El apartamento, en estas fechas ya reconvertido en lugar de concentración de los que se apellidan como yo, aguarda un sinfín de recuerdos. Para entrar vale casi todo siempre que seas primo, sobrino, cuñado, hermano o amigo de alguno. Tampoco hay horario, cabes perfectamente a cenar y a comer. Las medidas carecen de matiz, independientemente de los que seamos siempre cabe uno más.
“Mi” cuarto es de esos con armario empotrado, litera y diana. Está totalmente pegado al diminuto recibidor, de pequeño cuando llamaban al timbre saltaba de la cama a cerrar la puerta para no compartir mi rincón con el hasta entonces oculto visitante. Me atraía dormir en la de arriba quizás porque ese privilegio sólo estaba permitido “a los de más de 12″.

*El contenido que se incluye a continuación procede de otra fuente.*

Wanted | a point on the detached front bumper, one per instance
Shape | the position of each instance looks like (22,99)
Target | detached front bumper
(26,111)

Mientras escribo estas líneas veo la misma litera, la misma puerta y escucho los mismos sonidos: Las chicharras detrás de la ventana forman una buena línea de agudos, invariables e incorruptibles por el sol, sólo se silencian cuando al menos otra hermana las releva. El ventilador cubre un ángulo de 135 grados desde el armario a la litera, emitiendo su tónica sobre mi nuca cada 2 tiempos, lástima que permanezca imperceptible cuando cobra protagonismo la otra gran línea de graves, el mar y la paz de su rugido. A mi derecha el comedor alberga al grosso, repartidos estratégicamente entre los sofás: el coro de ronquidos, siempre al compás de la respiración, confundiéndose entre sí unos con otros, imposible diferenciar la pertenencia de cada uno de ellos. También contamos con el flujo de voz proveniente de la tele, indispensable para que el coro no pierda el ritmo. Su partitura o parrilla repite con asiduidad las mismas estrofas (anuncios) provocando un leitmotiv de lo más sorprendente. No son pocas las ocasiones en las que disfrutamos de colaboraciones altruistas, los chapuzones que se cuelan por la ventana, los berrinches de algún vecino que no respeta la santa hora de la siesta y un largo etcétera.